L’eurodeputato spagnolo Bidegain spiega perché la solidarietà in Europa è così difficile.
«Noi spagnoli abbiamo dato 26 mila milioni di euro, per aiutare la Grecia nei momenti più drammatici della sua crisi. Ma non lo abbiamo certo fatto perché poi cercasse di regalare ai suoi cittadini dei privilegi che nessuno spagnolo, e nessun cittadino dell’eurozona, ha mai avuto».
Pablo Zalba Bidegain, 40 anni, eurodeputato del Partito popolare europeo e vicepresidente della commissione Affari economici e monetari dell’Europarlamento, è considerato il portavoce della generazione più giovane dei politici spagnoli. Quelli, appunto, che insieme con i colleghi portoghesi, o irlandesi, oggi guardano con una certa perplessità agrodolce al piano greco e a certe temute arrendevolezze dell’Europa.
Vi sembra che la Grecia sia stata trattata troppo bene, rispetto alle condizioni che hanno dovuto affrontare in questi anni i vostri Paesi?
«Mettiamola così: in generale, per avere solidarietà dagli altri, devi anche tu essere solidale con loro. Bene, la Grecia ha chiesto e chiede la solidarietà dell’eurozona. Ma se poi cerca di avere più vantaggi e privilegi per i suoi cittadini, rispetto a quelli di tutti gli altri Paesi, è lei a non mostrarsi solidale». Ed è così che è andata? «Tsipras ha fatto troppa politica, in un momento così critico e su temi così drammatici». Qualche esempio? «Eccone subito uno, il più clamoroso.
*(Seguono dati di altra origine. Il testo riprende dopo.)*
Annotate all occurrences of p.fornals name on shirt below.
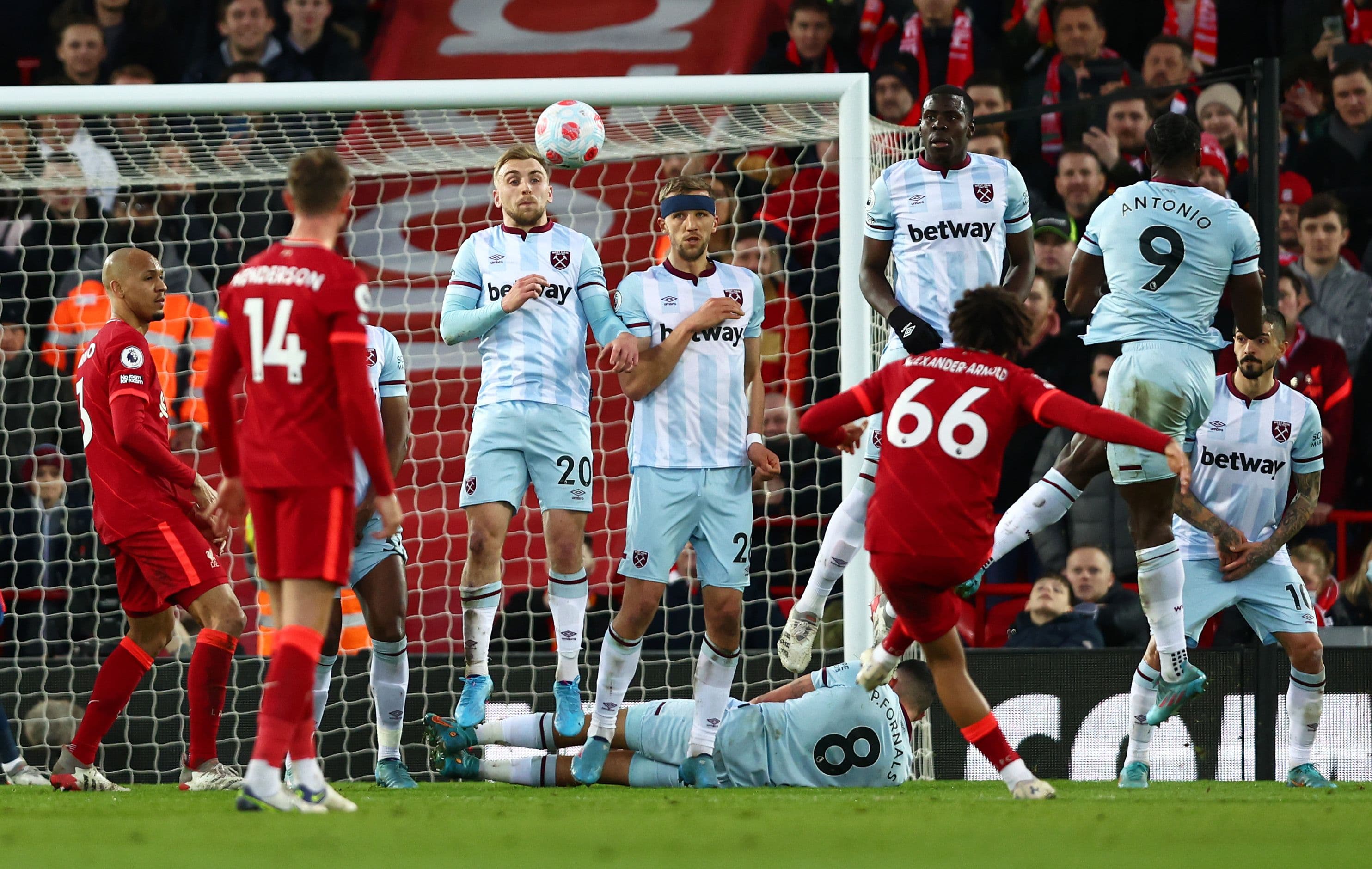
[906,355,1010,380]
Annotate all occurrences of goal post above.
[0,74,894,780]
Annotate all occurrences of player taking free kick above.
[441,146,638,736]
[204,148,404,811]
[800,287,1191,799]
[52,247,244,791]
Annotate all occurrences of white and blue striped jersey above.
[1172,375,1324,564]
[863,154,1033,344]
[731,661,911,788]
[353,324,409,505]
[615,262,766,468]
[443,221,624,413]
[1077,181,1258,350]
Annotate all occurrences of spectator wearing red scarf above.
[882,0,991,102]
[1039,0,1135,163]
[753,0,866,74]
[1219,266,1353,516]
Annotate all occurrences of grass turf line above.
[0,781,1372,869]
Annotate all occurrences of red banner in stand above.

In media, nell’Ue viene assorbito dalle pensioni il 13% del Pil. In Grecia, la percentuale è invece del 17,5%. Ciò significa una sola cosa: che è logico, e basico, intervenire con una riforma per ridurre questo peso». Come? «Riducendo il numero dei prepensionamenti, e aumentando l’età media dell’andata in pensione. Lei immagini che una regione italiana dichiari di colpo: da noi si va in pensione a 58, 60 anni, e non a 67. Tutti direbbero: è pazzesco. Anche perché una decisione così è di competenza statale, non regionale. Eppure proprio questo, fatte le debite proporzioni, è avvenuto in Grecia rispetto al resto della Ue».
Un errore soltanto economico?
«Anche politico, naturalmente. E morale. Perché qui torniamo al tema della solidarietà: l’eurozona è e sarà solidale al suo interno se le norme dei singoli Paesi saranno armonizzate fra loro. Questa è la condizione prima. E perché questo accada, perché anche la Grecia abbia la solidarietà degli altri, bisogna per esempio che l’età del pensionamento dei suoi cittadini sia in linea con quella degli altri Stati. C’è un’altra cosa che non mi piace…». Quale? «Che Tsipras non può far pensare al suo popolo che l’Eurozona, e la Ue, siano un male. Perché questo è falso».
L’accordo sembrava alle porte, ora non più. Come andrà a finire?
«Sono ottimista. Il governo greco ha cominciato a capireche stare nel club dell’euro ha i suoi vantaggi, ma anche le sue norme e le sue condizioni. In spagnolo diciamo: “nuncas tarde se la dicha es buena”. E cioè: “meglio tardi che mai”».
Qualcuno dice ora che, dopo la Grecia, potrebbe essere la Spagna a tornare in una zona di rischio.
«La Spagna ha un governo, quello di Mariano Rajoy, che ha capito la necessità delle riforme. Oggi è alla testa della crescita, e della creazione di nuovi posti di lavoro. Ci sono molte più speranze rispetto a 5 anni fa. La Grecia ha invece perduto molto tempo. E poi non aveva capito la cosa più importante». E cioè? «Che il suo vero problema non è il debito pubblico. Ma la crescita, spinta dalle riforme. La ristrutturazione del debito è una battaglia persa. Syriza, Tsipras, avrebbero dovuto cercare fondi, aiuti, risorse, per la crescita. E Katainen (commissario europeo al lavoro, crescita, investimenti e competitività, ndr) era disposto ad aiutare la crescita della Grecia per attutire l’impatto di certe riforme». Accadrà ora? «Speriamo. La verità è che la Grecia ha avuto un governo irresponsabile che non capiva le sue priorità. Ora spero che abbia capito e continui a comprenderlo anche nei prossimi mesi. Questa volta, il riscatto è obbligato».
Tsipras non ha capito che il vero problema non è il debito ma la crescita spinta dalle riforme. La ristrutturazione del debito è una battaglia persa.